Assessing the Effectiveness of the Institutional Complexes on Renewable Energy, Fossil Fuel Subsidy Reform, and Carbon Pricing

from Part III - Legitimacy and Effectiveness in the Climate-Energy Nexus

Published online by Cambridge University Press:  26 June 2020

Fariborz Zelli
Affiliation:
Lunds Universitet, Sweden
Karin Bäckstrand
Affiliation:
Stockholms Universitet
Naghmeh Nasiritousi
Affiliation:
Stockholms Universitet
Jakob Skovgaard
Affiliation:
Lunds Universitet, Sweden
Oscar Widerberg
Affiliation:
VU University Amsterdam

Summary

How does institutional complexity affect effectiveness? This chapter addresses this question for the three policy fields studied in this book: renewable energy, fossil fuel subsidy reform, and carbon markets. The chapter takes a comprehensive perspective across the three case studies by examining three dimensions of effectiveness: output (generating regulations and intrastructure), outcome (changing behaviour), and impact (solving the problem). The study relies on a two-track approach, integrating assessments by researchers and interviews with key stakeholders. The results show how the considerable institutional complexity in the climate-energy nexus has consequences for effectiveness. Notwithstanding the methodical challenges for evaluating effectiveness under conditions of institutional complexity, these insights demonstrate that such an assessment is of high importance and should be continued for other contexts of global governance.

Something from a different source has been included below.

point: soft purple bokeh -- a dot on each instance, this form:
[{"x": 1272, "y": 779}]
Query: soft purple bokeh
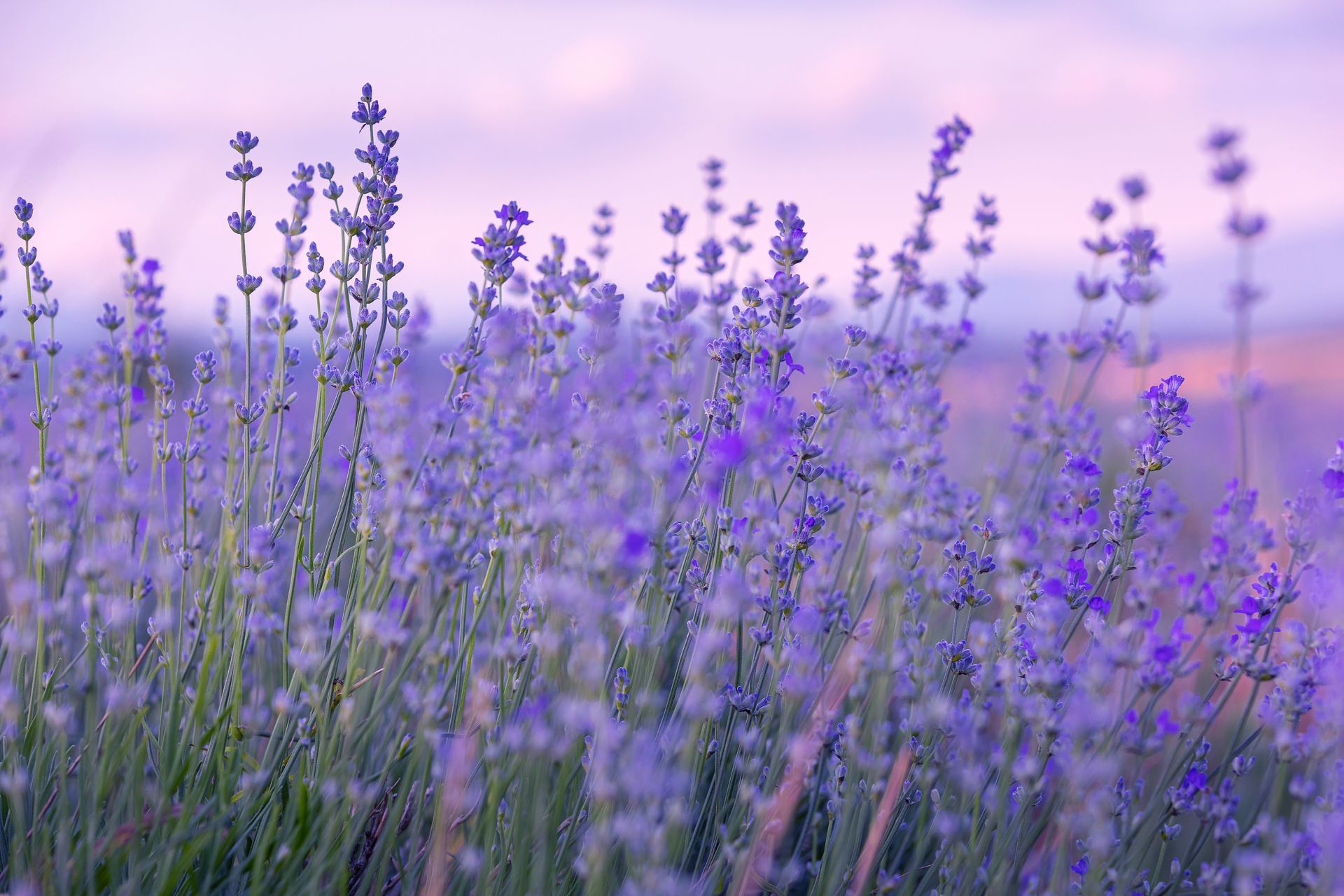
[{"x": 122, "y": 115}]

In particular, the findings of this chapter help to identify suitable management options – i.e. options for formally regulating the linkage between institutions – for the climate-energy nexus. With these suggestions and its conceptual and empirical novelty, the chapter contributes to a variety of literatures – on climate and energy governance, on institutional complexity, and on effectiveness – while being of interest to different stakeholders operating in the climate-energy nexus.